Bentley was a onetime member of such notable L.A. groups as Wasted Youth, T.S.O.L., The Circle Jerks and Cathedral Of Tears. He rejoined Bad Religion in late 1985 while the How Could Hell Be Any Worse? line-up – adding Circle Jerks' Greg Hetson as the band's second guitarist – was reuniting to record the first three reunion albums, Suffer, No Control and Against the Grain, which are often considered their best releases. Today, Bentley continues touring and recording with Bad Religion. He has appeared on every Bad Religion release, with the exceptions of Into the Unknown (1983) and the Back to the Known (1985) EP. The band's most recent studio album, Age of Unreason, was recorded in 2018 and 2019, with a May 1, 2019 release. Since the early 2010s, Bentley has been the regular touring member of Me First And The Gimme Gimmes filling in on bass and backup vocals for Fat Mike.

==Personal life==
Bentley has two sons: Miles (born 1991), who played bass in Dave Hause and The Mermaid, and Hunter (born 1993). He also has a daughter named Peribeau and a son named Dragon and lives with his wife Natalia Fabia in Costa Mesa, California.

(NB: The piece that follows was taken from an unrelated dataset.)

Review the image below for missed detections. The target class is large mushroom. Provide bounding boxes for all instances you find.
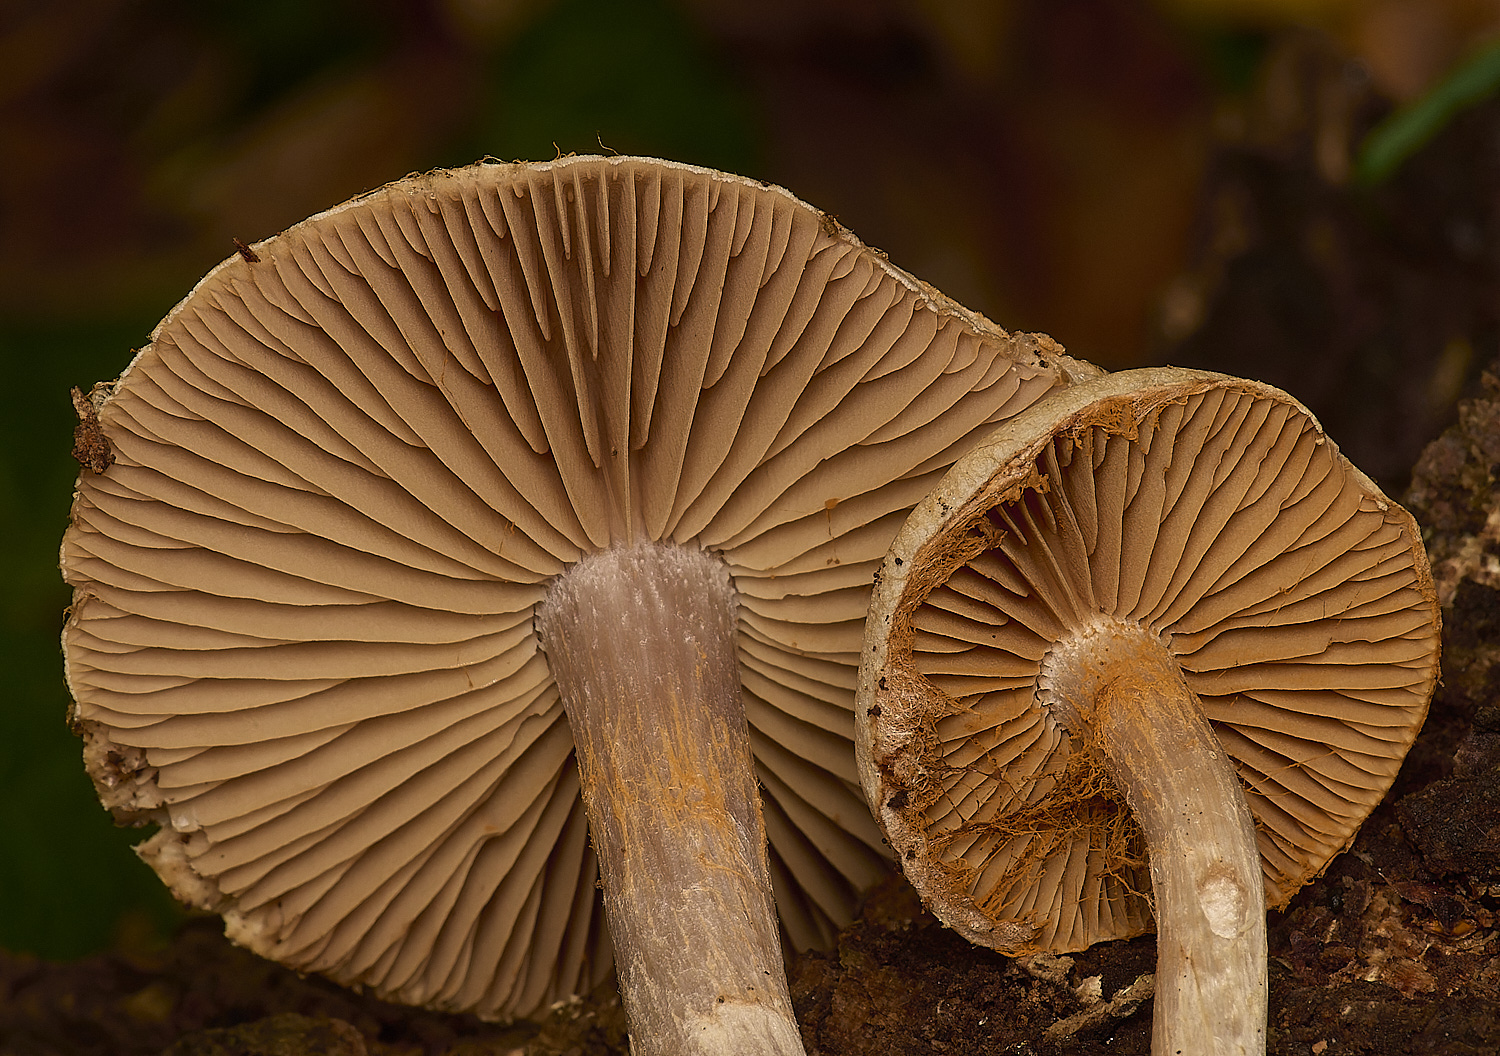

In the past, Bentley has had struggles with alcoholism. He first quit drinking in 1990 but relapsed in 1998. Since 2005, he is completely alcohol abstinent.

==Equipment==
Bentley's main basses have been Fender models for most of his career in Bad Religion, primarily a black and/or white Precision models; in recent years, however, he has been an endorser of Epiphone and has his own Jack Casady signature. Bentley often plays bass with a pick.